Skip to main content

UN chief presses large nations to ratify Paris climate accord at earliest

Ban urged China and the United States, the world's top two greenhouse gas emitters, to ratify the deal, and also pushed Argentina, Latin America's third largest economy, to do the same. Photograph: (Reuters)

Reuters Buenos Aires Aug 09, 2016, 08.54 AM (IST)

UN Secretary-General Ban Ki-moon urged Argentina and other large nations to ratify the Paris climate accord at a Buenos Aires conference on Monday, and Argentina's foreign minister said she hoped the country would do so by the end of the year.

In December 2015, some 195 countries reached an agreement in Paris that obligates states to take concrete measures to curb emissions that contribute to climate change.

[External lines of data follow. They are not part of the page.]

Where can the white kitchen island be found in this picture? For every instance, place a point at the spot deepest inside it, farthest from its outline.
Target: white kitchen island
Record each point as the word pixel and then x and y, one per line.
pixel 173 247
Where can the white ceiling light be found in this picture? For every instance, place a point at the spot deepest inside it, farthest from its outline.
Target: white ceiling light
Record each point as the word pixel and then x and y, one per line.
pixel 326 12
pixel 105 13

But the pact will not go into force until it is ratified by 55 countries representing 55 per cent of global greenhouse emissions.

As of now, only 22 countries have done so, many of them small, vulnerable island nations that account for a negligible percentage of emissions.

Ban urged China and the United States, the world's top two greenhouse gas emitters, to ratify the deal, and also pushed Argentina, Latin America's third largest economy, to do the same.

"When we add up the two countries greenhouse gas emissions, it comes to almost 40 per cent" of global emissions, Ban said of the United States and China.

"So 55 per cent may not be difficult to achieve, and I urge Argentina to ratify as soon as possible."

In response, Argentina's foreign minister, Susana Malcorra, who is running to replace Ban as UN secretary-general, said the accord has already been approved by one chamber of Congress and she hopes Argentina will have it ratified by the next major UN climate summit in December.

At the event in Buenos Aires, Ban also thanked Argentina for a recent commitment to take in 3,000 refugees from various war-torn locations.

"This kind of solidarity, sign of humanity, should be emulated by many people around the world," Ban said.